実際にリズムを示す時にも、ひと工夫が必要です。

普通に左右に手を動かして示すと、
前から見ている皆さまには意外と分かりづらいのです。

ですから、講師は上下の動きで、淡々とリズムを示すのが効果的です。

たとえば、
「タン タン タン はい」
というように示すと、

皆さまも
「タン タン タン はい」
と、まねしやすくなります。

終わった後には、必ず
「ありがとうございます」
とお伝えすること。
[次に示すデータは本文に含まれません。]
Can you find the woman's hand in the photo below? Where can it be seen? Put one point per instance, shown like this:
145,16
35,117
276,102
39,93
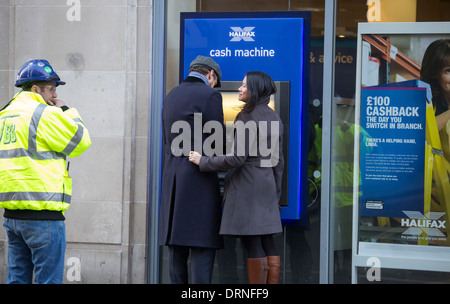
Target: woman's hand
194,157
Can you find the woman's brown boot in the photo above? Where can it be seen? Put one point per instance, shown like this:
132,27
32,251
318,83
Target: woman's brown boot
257,270
274,269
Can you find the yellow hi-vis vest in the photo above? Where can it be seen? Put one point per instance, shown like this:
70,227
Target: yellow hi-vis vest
35,139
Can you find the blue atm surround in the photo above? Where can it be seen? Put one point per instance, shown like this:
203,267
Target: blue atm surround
277,43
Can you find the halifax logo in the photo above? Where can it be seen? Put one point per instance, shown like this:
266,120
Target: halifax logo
245,34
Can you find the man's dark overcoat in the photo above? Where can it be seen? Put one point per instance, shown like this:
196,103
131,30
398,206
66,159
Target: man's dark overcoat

これも大切な基本です。

また、グーとパーの動きを取り入れることで血流量が高まり、
脳への刺激にもつながることを添えてお伝えすると、
皆さまの納得感も高まります。

レベル3は
「できるかどうか」よりも「盛り上がること」が大切


レベルが上がってくると、だんだん難しくなります。
特にレベル3になると、かなり速くなりますので、
すべての方が完璧にできるとは限りません。

けれども、それでよいのです。

ここで大切なのは、
できる・できないではなく、その場が盛り上がることです。
一生懸命に取り組む、そのこと自体に意味があります。

私はこれを、ある意味
エンターテインメントだと思っています。

皆さまが笑顔になり、場が温まり、
「なんだか楽しい」と感じてくだされば、
それで大成功なのです。

難易度調整ができることも、まねっこリズムの強み


まねっこリズムは、
場に応じて難易度を調整できることも大きな特長です。

たとえば、
比較的お若くて活発な方が多い場面では、
少し難しめの出題にしてもよいでしょう。

一方で、デイケアや、ゆるやかな学びが求められる場では、
難易度を下げる必要があります。

難易度の見極めとしては、
一拍目や三拍目に「タン」が入る形は、比較的やさしいといえます。
逆に、一拍目や三拍目に「ウン」が入る形は、中高年の皆さまには難しく感じやすい
傾向があります。

こうした特徴を理解しておくと、その場に合った出題がしやすくなります。

応用編:キーボードの自動伴奏機能を使って、さらに楽しく


まねっこリズムには、さらに楽しい応用の方法があります。

通常の講座では、皆さまキーボードをお持ちになりますが、そのキーボードには
自動伴奏機能があります。
これを活用するのです。

たとえば、先生のキーボードで「
となりのトトロ」のような明るい曲を流します。
そして、他の皆さまのキーボードは、ピアノ音ではなく
パーカッション音に設定します。

すると、鍵盤を押した時に、シンバルやドラムのような音が出るようになります。
その状態で、全員でリズムを合わせて

「ジャン、ウン、ジャン、ウン」

と入っていくのです。

これは本当に盛り上がります。

一台が伴奏を流し、ほかの皆さまがリズム隊になる。
そうすると、教室全体が一つになって、とても楽しい空気が生まれます。

ホワイトボードを使うと、教室の空気が明るくなる

こうしたリズムを合わせる際に、ぜひおすすめしたいのが
ホワイトボードの活用です。

たとえば、ト音記号だけを書き、五線譜までは使わずに、

・タン タン タン ウン
・ウン タタ タン ウン
・タタンタ タン ウン

というように、簡潔に記しておくのです。

先生はその番号やリズムを示しながら進めていきます。
すると、皆さまは下を向いて資料を見るのではなく、自然と前を向き、顔が上がります。

これはとても大切なことです。
下を向いて紙ばかり見ていると、どうしても教室全体が暗い印象になります。
それをご覧になる見学者の方にも、「なんとなく暗い教室だな」「入りにくいな」という印象を与えてしまうかもしれません。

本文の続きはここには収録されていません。